When Germany was reunified in 1989, everything seemed to be going right for Opel and Vauxhall.
Opel was seen in Germany as a domestic brand (it had been a family owned company for over 50 years before GM bought it), while Ford was obviously American, and had its European HQ in the UK at the time.
Opel did its patriotic duty by opening a new factory in the former East Germany at Eisenach, while its production costs were the lowest in Germany.
Indeed, it was so efficient that VW persuaded GM’s European purchasing head, Jose Ignacio Lopez, to jump ship in 1993.
The fact that he brought along a cache of secret GM documents led to a $100 million out-of-court settlement – massive corporate scandals are nothing new at VW.
Meanwhile on the product front, the 1988 Cavalier, with its brand-new engines was running rings around the ageing rear-drive Sierra, and the dreadful 1990 Escort Mark 4 suggested it was Ford that was losing the plot.
In hindsight the kicking that the 1990 Escort received was a turning point for the company.
For decades, its abiding principle was, “What is the least amount of money we have to spend to engineer this car?”
In the early 1990s it made the corporate decision that there was no future in that approach, as someone in Asia could always do it cheaper.
Henceforth, it would be the leader in vehicle dynamics.
At the beginning of the 1990s that promise must have seemed as absurd as a recent Vauxhall sales forecast, but the 1992 Mondeo showed it was for real and the 1998 Focus stunned the industry with its ride and handling.
Ford then took a second vital strategic decision.
With growing Korean sales in Europe and a saturated Western European market, it decided that it was never going to get its existing factories up to 100% capacity utilisation.
It therefore savagely cut its production base, a cut which unfortunately included Dagenham car assembly.
By 2007, Ford was running at 100% capacity and making $1 billion a year.
Meanwhile Opel and Vauxhall, faced with the same problem, resorted to the easier option - wishful thinking.
The sales forecasts became ever more detached from reality, with the 2002 Vectra selling about half what was predicted.
“This business is all about getting the hamster wheel to spin in the right direction – sensible production numbers leading to smaller discounts and better residual values.”
This led to the unprecedented situation where suppliers publicly warned GM Europe that they would not take their production forecasts seriously unless GM could show how they were going to improve.

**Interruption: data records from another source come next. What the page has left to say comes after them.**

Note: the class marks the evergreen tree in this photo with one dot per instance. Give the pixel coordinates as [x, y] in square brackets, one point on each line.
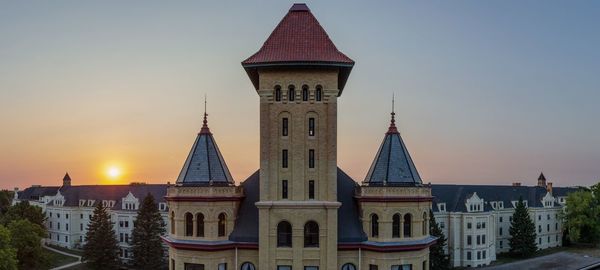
[101, 251]
[26, 239]
[8, 254]
[522, 232]
[438, 259]
[148, 252]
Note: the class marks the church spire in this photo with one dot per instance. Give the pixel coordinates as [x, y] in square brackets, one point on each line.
[392, 164]
[205, 129]
[205, 164]
[392, 129]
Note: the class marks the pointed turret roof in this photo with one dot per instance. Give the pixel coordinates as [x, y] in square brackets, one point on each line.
[542, 177]
[393, 164]
[205, 164]
[299, 40]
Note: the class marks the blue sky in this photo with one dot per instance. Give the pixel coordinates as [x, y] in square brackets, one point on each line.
[488, 92]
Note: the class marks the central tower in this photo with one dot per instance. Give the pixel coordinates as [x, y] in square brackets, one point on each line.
[298, 74]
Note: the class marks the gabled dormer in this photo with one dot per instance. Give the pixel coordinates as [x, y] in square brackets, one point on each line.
[474, 203]
[548, 200]
[130, 202]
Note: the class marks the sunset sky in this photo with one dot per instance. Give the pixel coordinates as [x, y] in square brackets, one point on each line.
[113, 91]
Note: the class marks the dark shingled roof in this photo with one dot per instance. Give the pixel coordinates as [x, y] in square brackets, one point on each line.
[205, 164]
[349, 226]
[455, 196]
[392, 164]
[299, 41]
[35, 192]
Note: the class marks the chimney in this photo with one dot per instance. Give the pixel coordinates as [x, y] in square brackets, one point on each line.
[66, 180]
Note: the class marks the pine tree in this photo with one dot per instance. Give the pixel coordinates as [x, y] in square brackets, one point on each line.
[148, 252]
[101, 250]
[522, 231]
[438, 259]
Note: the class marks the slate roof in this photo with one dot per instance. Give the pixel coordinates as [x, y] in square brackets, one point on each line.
[455, 196]
[392, 164]
[299, 40]
[35, 192]
[349, 226]
[205, 164]
[98, 193]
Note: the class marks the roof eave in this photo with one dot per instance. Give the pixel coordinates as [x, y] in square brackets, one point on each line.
[345, 69]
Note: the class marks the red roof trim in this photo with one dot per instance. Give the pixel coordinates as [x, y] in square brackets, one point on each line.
[203, 199]
[386, 248]
[205, 247]
[394, 199]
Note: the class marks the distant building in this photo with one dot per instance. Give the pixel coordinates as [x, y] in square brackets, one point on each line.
[69, 209]
[476, 218]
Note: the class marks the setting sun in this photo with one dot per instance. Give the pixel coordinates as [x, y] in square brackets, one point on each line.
[113, 172]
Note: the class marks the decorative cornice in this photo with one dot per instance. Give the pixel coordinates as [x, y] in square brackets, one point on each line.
[203, 199]
[394, 199]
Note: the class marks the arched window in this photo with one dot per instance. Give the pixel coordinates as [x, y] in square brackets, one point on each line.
[407, 225]
[374, 225]
[396, 226]
[222, 223]
[247, 266]
[348, 266]
[284, 234]
[318, 93]
[425, 224]
[189, 224]
[199, 225]
[304, 93]
[172, 222]
[291, 93]
[311, 234]
[277, 93]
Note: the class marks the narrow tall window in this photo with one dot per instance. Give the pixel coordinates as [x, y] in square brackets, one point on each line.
[407, 225]
[284, 189]
[189, 224]
[304, 93]
[424, 229]
[311, 234]
[291, 93]
[318, 93]
[374, 225]
[172, 222]
[199, 225]
[284, 158]
[222, 222]
[284, 234]
[284, 127]
[278, 93]
[396, 226]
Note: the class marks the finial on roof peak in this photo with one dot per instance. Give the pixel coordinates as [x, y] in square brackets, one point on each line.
[299, 7]
[392, 129]
[205, 129]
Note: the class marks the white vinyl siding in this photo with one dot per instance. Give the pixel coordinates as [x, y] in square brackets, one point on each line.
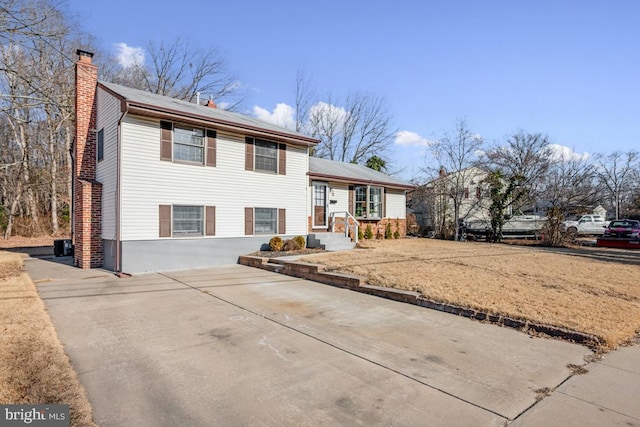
[188, 144]
[188, 221]
[109, 108]
[265, 221]
[396, 204]
[148, 182]
[266, 156]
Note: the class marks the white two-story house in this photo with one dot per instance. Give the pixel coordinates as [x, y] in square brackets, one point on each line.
[163, 184]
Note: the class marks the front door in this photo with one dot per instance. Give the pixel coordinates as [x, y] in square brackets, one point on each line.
[319, 205]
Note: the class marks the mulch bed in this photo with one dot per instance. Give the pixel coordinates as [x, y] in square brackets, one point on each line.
[276, 254]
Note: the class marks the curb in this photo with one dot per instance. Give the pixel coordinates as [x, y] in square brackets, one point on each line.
[317, 273]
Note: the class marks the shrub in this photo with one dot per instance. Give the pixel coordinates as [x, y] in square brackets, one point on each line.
[388, 234]
[368, 233]
[290, 245]
[275, 244]
[300, 241]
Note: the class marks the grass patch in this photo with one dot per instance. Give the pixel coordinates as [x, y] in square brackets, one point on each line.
[591, 290]
[34, 368]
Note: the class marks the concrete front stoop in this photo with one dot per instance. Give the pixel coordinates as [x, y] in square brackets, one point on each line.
[330, 241]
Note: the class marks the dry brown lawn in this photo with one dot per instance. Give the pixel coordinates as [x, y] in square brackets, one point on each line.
[34, 368]
[590, 290]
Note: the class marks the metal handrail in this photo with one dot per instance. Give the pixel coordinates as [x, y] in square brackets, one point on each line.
[348, 226]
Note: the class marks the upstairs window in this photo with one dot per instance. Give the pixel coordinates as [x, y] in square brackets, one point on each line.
[368, 202]
[266, 221]
[188, 145]
[266, 156]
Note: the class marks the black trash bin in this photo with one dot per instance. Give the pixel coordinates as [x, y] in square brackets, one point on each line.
[62, 247]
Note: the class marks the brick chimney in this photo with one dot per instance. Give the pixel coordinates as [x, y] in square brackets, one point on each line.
[87, 193]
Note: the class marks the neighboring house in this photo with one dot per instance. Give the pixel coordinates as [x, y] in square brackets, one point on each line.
[371, 197]
[463, 193]
[163, 184]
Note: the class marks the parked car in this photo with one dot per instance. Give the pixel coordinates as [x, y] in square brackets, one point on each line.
[587, 224]
[623, 228]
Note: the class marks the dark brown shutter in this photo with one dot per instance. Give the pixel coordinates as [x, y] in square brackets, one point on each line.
[165, 220]
[248, 154]
[384, 203]
[351, 199]
[211, 147]
[248, 221]
[166, 134]
[282, 159]
[282, 221]
[210, 221]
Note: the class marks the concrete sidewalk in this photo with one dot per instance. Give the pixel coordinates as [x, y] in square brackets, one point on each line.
[240, 346]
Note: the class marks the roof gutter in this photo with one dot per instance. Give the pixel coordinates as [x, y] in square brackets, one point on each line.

Although Vauxhall closed Luton car assembly, it was a drop in the ocean – GM had already opened a second Eastern European car factory at Gliwice in Poland.
As a top Ford executive said privately at the time of the financial crisis, “We don’t want to see Vauxhall go bust, we just want them to stop poisoning the well for everyone else.”
GM Europe’s rampant over-production was leading to vast discounts to fleet customers, which was eroding all its competitors’ margins.
Once fleet customers got used to offers of 30%-40% off Vauxhalls, they wanted similar discounts from everyone else.
While the public don’t know the finer points of capacity utilisation, they increasingly saw Vauxhall as a fleet brand with little to offer private buyers beyond discounts.
As another Ford manager said, “This business is all about getting the hamster wheel to spin in the right direction – sensible production numbers leading to smaller discounts and better residual values.”
Vauxhall has spent 20 years frantically spinning it the wrong way – it is now up to Carlos Tavares of PSA to reverse that.